I think rather than judging a martial art on a purely nationalistic basis it's quite fair to look into its history. If a majority of the style's technical syllabus comes from karate, its founders had a karate background, and it retains such recognizably karate-like pedagogical elements as the keikogi and kata, I have no trouble calling it 'karate' no matter how far it may have diverged in other respects- politically, geographically, or terminologically. A style is most essentially defined by its technical syllabus and pedagogical method, not its national origin.

If the most essentially defining attribute of karate is that it is Japanese, that means that a group of Japanese people with an exclusively Muay Thai background who open a martial arts school and call it karate have every right to do so. And that's nonsense.

Posted

IMO at one point especially during the 50s and 60s the word karate became a household word and term anyone who trains in martial art is synonimous = karate.

So if kempo say kempo the public does not know what it is and think it is fake so they add karate.
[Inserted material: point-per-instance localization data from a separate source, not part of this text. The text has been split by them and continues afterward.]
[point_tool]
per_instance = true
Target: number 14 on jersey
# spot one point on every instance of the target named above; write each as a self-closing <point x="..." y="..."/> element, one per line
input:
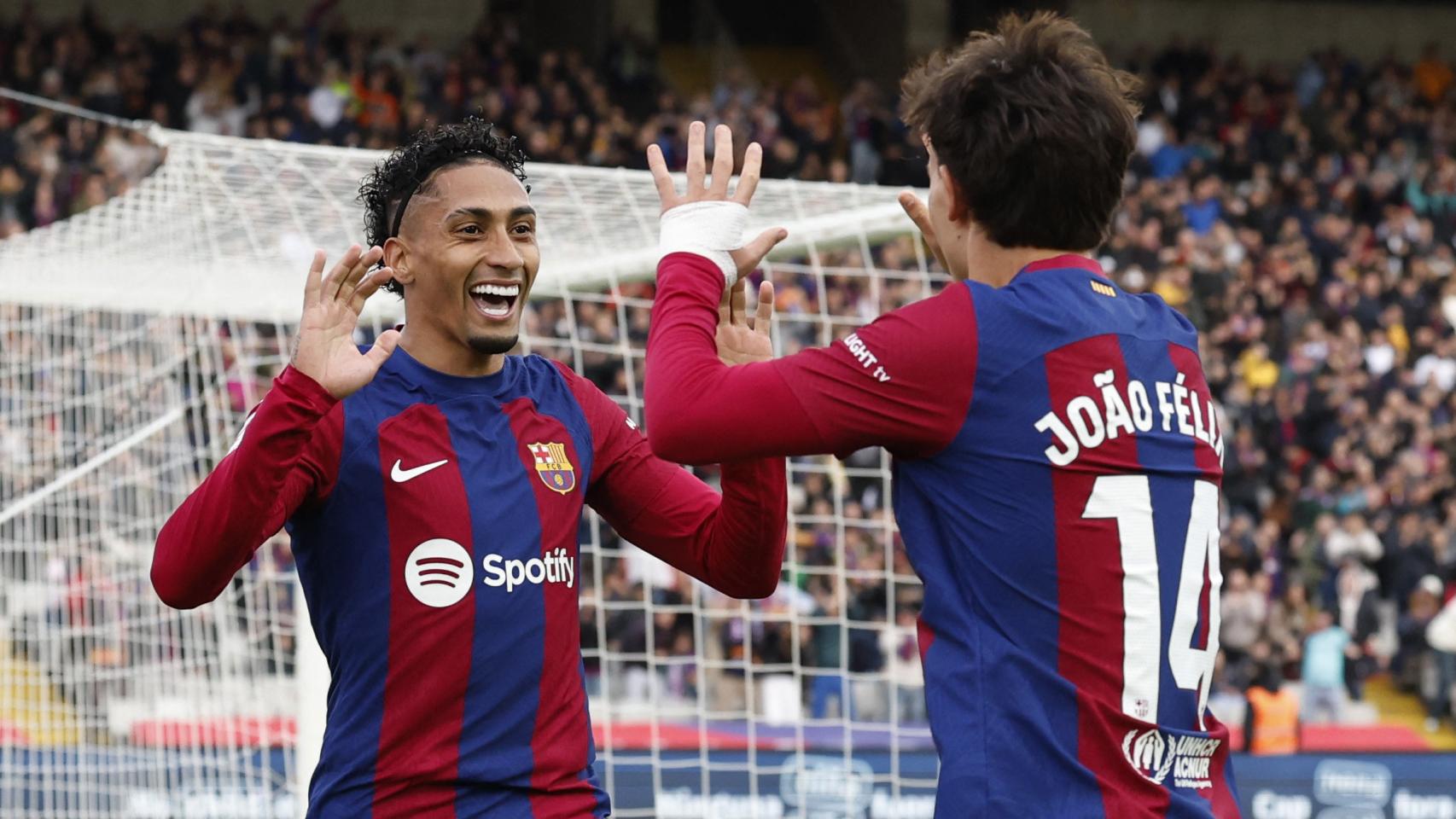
<point x="1129" y="501"/>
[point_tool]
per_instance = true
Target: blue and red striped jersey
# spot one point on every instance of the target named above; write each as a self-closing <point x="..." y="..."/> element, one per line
<point x="434" y="523"/>
<point x="1056" y="482"/>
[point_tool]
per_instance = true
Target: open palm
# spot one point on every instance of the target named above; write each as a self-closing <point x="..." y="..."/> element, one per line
<point x="325" y="350"/>
<point x="744" y="338"/>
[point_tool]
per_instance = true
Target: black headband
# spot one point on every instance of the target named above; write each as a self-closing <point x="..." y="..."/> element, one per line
<point x="410" y="192"/>
<point x="399" y="212"/>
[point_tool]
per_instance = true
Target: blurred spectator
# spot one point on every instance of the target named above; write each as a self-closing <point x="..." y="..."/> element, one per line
<point x="1324" y="671"/>
<point x="1441" y="635"/>
<point x="1356" y="604"/>
<point x="1353" y="540"/>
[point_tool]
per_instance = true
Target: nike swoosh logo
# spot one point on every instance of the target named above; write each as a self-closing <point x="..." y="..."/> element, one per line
<point x="401" y="476"/>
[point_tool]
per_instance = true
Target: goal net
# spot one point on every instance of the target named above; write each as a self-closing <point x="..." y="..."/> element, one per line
<point x="136" y="335"/>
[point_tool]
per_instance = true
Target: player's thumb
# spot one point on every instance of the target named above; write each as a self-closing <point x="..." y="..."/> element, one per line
<point x="383" y="348"/>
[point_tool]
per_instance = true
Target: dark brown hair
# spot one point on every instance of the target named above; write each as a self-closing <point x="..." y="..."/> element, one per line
<point x="1034" y="127"/>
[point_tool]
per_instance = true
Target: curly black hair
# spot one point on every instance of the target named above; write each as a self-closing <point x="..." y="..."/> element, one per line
<point x="387" y="189"/>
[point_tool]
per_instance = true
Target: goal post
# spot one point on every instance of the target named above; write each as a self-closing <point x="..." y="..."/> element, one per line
<point x="136" y="335"/>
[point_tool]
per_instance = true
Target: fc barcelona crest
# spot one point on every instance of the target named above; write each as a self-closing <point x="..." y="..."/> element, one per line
<point x="554" y="468"/>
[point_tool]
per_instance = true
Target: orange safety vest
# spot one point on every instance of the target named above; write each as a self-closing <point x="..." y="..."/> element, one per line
<point x="1276" y="720"/>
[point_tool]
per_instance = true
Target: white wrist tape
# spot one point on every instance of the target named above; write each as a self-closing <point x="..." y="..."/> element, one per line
<point x="708" y="229"/>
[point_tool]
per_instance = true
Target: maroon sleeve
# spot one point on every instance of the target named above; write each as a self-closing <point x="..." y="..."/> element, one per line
<point x="286" y="454"/>
<point x="901" y="381"/>
<point x="731" y="542"/>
This is prevelant especially for MA that are marketing it self commercially. But for private MA schools they don't use karate they use their own terms.

Many kung fu clubs don't use the word karate but the public always have an impression it is karate it would take the owners and practitioners of kung fu to educate the curious public that it is kung fu not karate.
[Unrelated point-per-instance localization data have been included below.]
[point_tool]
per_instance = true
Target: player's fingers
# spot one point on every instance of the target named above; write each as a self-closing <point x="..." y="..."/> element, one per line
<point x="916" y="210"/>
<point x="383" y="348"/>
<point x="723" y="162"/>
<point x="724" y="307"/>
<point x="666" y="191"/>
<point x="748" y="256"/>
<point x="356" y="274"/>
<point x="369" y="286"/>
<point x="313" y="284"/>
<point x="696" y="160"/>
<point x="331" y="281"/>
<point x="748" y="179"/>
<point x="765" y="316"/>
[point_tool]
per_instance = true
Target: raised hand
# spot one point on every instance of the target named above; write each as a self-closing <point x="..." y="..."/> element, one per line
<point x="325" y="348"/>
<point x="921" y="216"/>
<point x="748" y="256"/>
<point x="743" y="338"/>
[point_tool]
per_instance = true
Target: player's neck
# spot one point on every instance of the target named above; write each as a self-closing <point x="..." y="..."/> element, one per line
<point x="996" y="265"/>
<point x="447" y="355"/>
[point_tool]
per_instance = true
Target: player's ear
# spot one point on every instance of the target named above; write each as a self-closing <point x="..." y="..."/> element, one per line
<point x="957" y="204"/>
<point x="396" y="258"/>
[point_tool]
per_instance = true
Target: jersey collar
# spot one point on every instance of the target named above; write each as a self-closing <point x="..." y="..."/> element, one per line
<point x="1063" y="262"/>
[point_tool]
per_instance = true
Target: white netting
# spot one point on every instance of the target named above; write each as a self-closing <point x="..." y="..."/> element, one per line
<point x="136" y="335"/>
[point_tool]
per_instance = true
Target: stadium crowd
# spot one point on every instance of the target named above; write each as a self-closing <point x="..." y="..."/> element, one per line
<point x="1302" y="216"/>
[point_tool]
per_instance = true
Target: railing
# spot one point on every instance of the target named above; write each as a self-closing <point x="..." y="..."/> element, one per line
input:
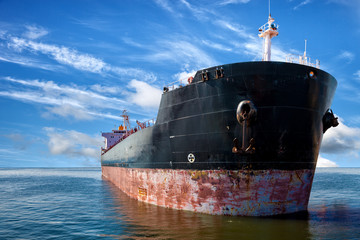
<point x="304" y="60"/>
<point x="141" y="125"/>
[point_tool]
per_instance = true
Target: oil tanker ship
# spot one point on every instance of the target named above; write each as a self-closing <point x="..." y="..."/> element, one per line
<point x="237" y="139"/>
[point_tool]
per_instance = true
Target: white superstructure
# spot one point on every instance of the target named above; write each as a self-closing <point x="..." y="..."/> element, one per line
<point x="268" y="31"/>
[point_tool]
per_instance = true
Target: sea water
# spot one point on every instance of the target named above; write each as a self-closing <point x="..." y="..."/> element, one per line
<point x="76" y="203"/>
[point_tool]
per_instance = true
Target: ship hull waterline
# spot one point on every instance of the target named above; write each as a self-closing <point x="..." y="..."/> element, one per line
<point x="217" y="192"/>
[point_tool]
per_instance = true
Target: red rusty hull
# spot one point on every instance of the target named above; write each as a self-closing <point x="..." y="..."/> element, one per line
<point x="218" y="192"/>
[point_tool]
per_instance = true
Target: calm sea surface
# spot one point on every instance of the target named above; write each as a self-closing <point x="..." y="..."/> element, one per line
<point x="76" y="203"/>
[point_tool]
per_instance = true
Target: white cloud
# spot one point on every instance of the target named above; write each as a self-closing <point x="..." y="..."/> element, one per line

On the other hand karate if written down in Chinese characters has an identical meaning in Japanese it is "kang chio to" (empty hand way ) It is only when the word "re pen" ( Japan ) is added that it becomes Japanese.

It is like Brazilian Ju Jit Su.

Every technique has a counter technique.

Posted

Blade96, I can understand how your sensei feels. He wants to protect Japanese tradition.

Traditional Shotokanka, that is why, i think.

and what i hear most of is people saying about ma as 'its all kung fu' rather than 'its all karate'

and dont gimmie that 'they must have got it from kung fu panda' lol that movie is still pretty recent :D

Some people regard discipline as a chore. For me it is a kind of order that sets me free to fly.


You don't have to blow out someone else's candle in order to let your own flame shine.

Posted

I think a big part of it is that the Japanese can't make a good unarmed martial arts movie to save their lives, though. It's not just 'Panda', it's that there have been an unyielding stream of Chinese martial arts flicks seemingly ever since the first dude in Hong Kong to get ahold of a movie camera. On the Japanese side there's 'The Street Fighter', and then for the rest of Sonny Chiba's movies they have very slick, well-executed choreography with a seizure-prone rhesus monkey behind the camera :x, and then other than that there's nothing besides maybe Kuro-Obi.